Doctors attempts to make kidney donation less painful for a mother of three apparently worked.
Having her kidney removed via her vagina, Kim Johnson says, was less painful than childbirth.
The forty-eight-year-old was the first woman to ever have her organ removed in this manner, a procedure performed by doctors at Johns Hopkins University in Maryland this week.
Johnson went in for the procedure so she could donate her kidney to her niece, twenty-three-year-old Jennifer Gilbert who received a kidney twelve years ago from her father. Gilbert's body began rejecting her father's kidney, prompting a need for another transplant.
Besides the necessary tissue match between the relatives, Johnson was a prime candidate for the experimental procedure because she'd undergone a hysterectomy since the birth of her three children. But doctors say they should be able to do the procedure on women without compromising their chances to give birth later, and the success of Johnson's surgery should encourage more women to become kidney donors.
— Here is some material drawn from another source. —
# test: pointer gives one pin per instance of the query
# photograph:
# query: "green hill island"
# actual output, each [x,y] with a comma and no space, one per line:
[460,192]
Organ donation by live donors is dropping (despite all the attempts by donor organizations), but patients in the United States waiting for a kidney passed the one hundred thousand mark for the first time ever last fall. On the other hand, the overall number of transplants has increased more than eleven percent since
2003, while deaths on the transplant wait list have decreased
each year since 2004. And now states are weighing in on the process, many kicking in tax credits for live donors.
Another big plus for busy moms? Recovery time for this surgery was significantly less than the traditional laproscopic removal of a kidney. Johnson should be out and about at her normal routine within the next week and a half.
Not that I'm planning a big kidney birthing anytime soon, but, hey, you never know.